Wednesday, December 5, 2012

Kuwait Is Next

We're watching the dominoes in the Arab world as they fall into place, moving the region closer and closer to an Islamic caliphate.  Egypt, Libya, Tunisia, Mali, and probably some others which I've forgotten, have all been lost to the Islamists.  Syria is close to that end result.  Now, Jordan and Kuwait, both considered to be moderate Muslim nations, are waiting in the wings.  Obama must be jumping up and down with joy.

Read from Atlas Shrugs:


MUSLIM BROTHERHOOD NOW TARGETS KUWAIT

And I'll bet you a highly inflated dollar that Obama backs the Muslim Brotherhood again in Kuwait (and Bahrain and Jordan and Syria, etc.).
How is the media going to sell this steaming pile of dung?
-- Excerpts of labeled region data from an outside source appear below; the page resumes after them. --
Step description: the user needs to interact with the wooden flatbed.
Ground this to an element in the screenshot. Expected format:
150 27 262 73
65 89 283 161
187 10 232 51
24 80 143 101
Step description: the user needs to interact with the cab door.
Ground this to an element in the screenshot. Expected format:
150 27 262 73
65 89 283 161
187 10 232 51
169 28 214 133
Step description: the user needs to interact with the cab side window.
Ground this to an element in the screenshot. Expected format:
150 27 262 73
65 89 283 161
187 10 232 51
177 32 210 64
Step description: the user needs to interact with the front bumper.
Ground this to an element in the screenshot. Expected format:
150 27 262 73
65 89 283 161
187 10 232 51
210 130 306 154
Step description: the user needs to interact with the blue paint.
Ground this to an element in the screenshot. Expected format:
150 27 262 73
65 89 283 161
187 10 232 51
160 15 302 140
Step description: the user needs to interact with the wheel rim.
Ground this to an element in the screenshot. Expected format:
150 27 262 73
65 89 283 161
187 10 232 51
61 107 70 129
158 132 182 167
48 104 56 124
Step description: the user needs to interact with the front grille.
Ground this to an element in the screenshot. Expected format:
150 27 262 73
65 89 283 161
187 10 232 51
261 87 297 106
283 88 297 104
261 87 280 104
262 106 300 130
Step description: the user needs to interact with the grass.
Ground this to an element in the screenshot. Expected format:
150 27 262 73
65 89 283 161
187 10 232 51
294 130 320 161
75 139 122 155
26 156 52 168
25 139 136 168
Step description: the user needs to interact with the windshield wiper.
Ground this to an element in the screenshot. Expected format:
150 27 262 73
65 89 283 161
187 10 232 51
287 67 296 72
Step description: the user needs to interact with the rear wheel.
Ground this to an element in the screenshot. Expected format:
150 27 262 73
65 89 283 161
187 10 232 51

Arab Spring? Or Islamic winter? Or will the media go into high gear whitewashing the Muslim Brotherhood, telling us how 'secular' they are?
"Muslim Brotherhood now targets Kuwait" Madhav Nalapat, Guardian (thanks to Tom)
Kuwait_election_1354379286
Members of the Muslim Brotherhood in Kuwait.
The Muslim Brotherhood succeeded in winning power in Egypt and Tunisia, and in ensuring the demise of Muammar Gaddafi and his regime. The next target was Syria, where the Brotherhood's sponsors in Ankara and Doha are working to ensure that Bashar Assad follows Gaddafi into the grave, no matter at what cost to the rest of the population. Although there was a time when the Brotherhood and the US opposed each other, these days there is forming a partnership between the two, which is reminiscent of the 1980s, when the Afghan war brought an immense volume of assistance to Wahhabism, in order to defeat the Soviets in Afghanistan. The blowback from that partnership has been a sharp rise in fundamentalism in Muslim-majority countries across the globe, and a consequent spread of both Khomeinism as well as Wahhabism across the world. Although 9/11 resulted in a snapping of ties between the US (and its allies) with the Wahhabis, the common battle against Gaddafi in Libya once again brought them closer, as has the joint operation to destroy the Assad regime in Syria.
It is this rejuvenated alliance between the NATO powers and the Wahhabis (including the Muslim Brotherhood in its numerous offshoots) that has been the cause of the uncharacteristic silence of Washington, Paris and London about the manner in which President Mohammad Morsi of Egypt has sought to make himself even more of a dictator in Egypt than Hosni Mubarak ever dared to be. While Adolf Hitler got passed an "Act for the Amelioration of the Suffering of the People" in 1933 that gave him total authority over the state, draining the same away from the legislature, Morsi has gone one better, getting a decree empowering himself to be passed by Morsi himself. The intention behind such a power grab is clearly to put in place a Constitution for Egypt which reflects the tenets of Wahhabism, and to ensure that the military, the judiciary and the legislature get cleansed of elements opposed to the complete takeover of a philosophy at odds not only with the spirit of liberalism but with the equalitarian tenets of the Muslim faith itself. Unlike Barack Obama, David Cameron or Francois Hollande, the people of Egypt have refused to accept a return to an authoritarian past that they had assumed had been buried with the Mubarak regime, and are using "street power" to challenge Morsi.